Présents jusque dans les zones les plus enclavées, les AC assurent au quotidien des missions cruciales : sensibilisation sanitaire, suivi des mères et des enfants, conseils de prévention ou encore premiers soins en cas d’urgence. Dans plusieurs localités rurales, ils constituent souvent le premier recours des habitants face à la maladie.
Jusqu’ici, ces hommes et femmes accomplissent pourtant leur mission de manière bénévole. Formés aux soins de base et à la prise en charge des maladies courantes, ils travaillent essentiellement par engagement communautaire, malgré des conditions souvent précaires.
Un maillon indispensable du système de santé
Considérés comme des piliers de la santé publique de proximité, les AC jouent un rôle déterminant dans la prévention des complications médicales et le rapprochement des services de santé auprès des populations éloignées des centres médicaux.

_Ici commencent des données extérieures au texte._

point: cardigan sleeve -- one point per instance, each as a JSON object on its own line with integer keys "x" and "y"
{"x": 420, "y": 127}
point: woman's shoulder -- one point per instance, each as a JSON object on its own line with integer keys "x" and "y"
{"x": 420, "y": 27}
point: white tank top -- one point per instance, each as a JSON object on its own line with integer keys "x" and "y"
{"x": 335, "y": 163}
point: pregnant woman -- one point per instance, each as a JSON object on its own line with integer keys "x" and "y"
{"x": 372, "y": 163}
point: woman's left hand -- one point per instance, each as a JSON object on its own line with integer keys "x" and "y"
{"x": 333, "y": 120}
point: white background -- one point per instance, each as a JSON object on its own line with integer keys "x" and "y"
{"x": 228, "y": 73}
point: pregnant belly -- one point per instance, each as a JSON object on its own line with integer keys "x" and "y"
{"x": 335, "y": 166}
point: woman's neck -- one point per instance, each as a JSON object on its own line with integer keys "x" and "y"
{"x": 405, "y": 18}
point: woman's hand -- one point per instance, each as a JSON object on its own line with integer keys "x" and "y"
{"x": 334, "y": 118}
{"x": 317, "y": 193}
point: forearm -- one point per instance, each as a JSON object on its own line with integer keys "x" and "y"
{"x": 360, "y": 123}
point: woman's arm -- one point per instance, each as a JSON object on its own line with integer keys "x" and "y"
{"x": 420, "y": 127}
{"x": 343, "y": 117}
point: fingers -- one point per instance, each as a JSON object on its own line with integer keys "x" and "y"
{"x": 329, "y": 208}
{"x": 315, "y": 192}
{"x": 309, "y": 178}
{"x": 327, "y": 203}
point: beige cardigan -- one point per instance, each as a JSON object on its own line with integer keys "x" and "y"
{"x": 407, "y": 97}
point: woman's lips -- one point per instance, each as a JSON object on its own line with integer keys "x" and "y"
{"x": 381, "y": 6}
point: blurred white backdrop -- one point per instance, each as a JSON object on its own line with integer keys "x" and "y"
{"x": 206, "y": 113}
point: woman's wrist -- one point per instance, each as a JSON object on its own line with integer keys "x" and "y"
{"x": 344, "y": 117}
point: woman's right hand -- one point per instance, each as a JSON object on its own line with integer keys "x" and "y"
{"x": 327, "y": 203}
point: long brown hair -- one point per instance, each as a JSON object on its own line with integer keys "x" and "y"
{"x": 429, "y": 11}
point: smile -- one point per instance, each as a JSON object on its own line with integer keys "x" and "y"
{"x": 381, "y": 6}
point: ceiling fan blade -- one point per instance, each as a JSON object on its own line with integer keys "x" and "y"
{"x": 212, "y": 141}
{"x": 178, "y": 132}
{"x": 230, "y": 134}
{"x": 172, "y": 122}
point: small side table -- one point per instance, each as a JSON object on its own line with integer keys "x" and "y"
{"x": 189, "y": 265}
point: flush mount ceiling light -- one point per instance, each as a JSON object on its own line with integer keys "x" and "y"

Face à cette réalité, les autorités entendent désormais renforcer leur cadre de travail. Les discussions portent notamment sur l’instauration d’un soutien financier régulier afin de valoriser leur engagement et garantir une meilleure stabilité dans leurs missions. Cette revendication est actuellement intégrée aux réflexions autour de la révision du budget de l’Etat.
L’atelier a réuni plusieurs acteurs du secteur sanitaire ainsi que des représentants institutionnels engagés dans la réforme du système de santé de base. Une initiative qui marque une nouvelle étape vers la reconnaissance officielle de ces acteurs longtemps considérés comme les oubliés de la santé publique.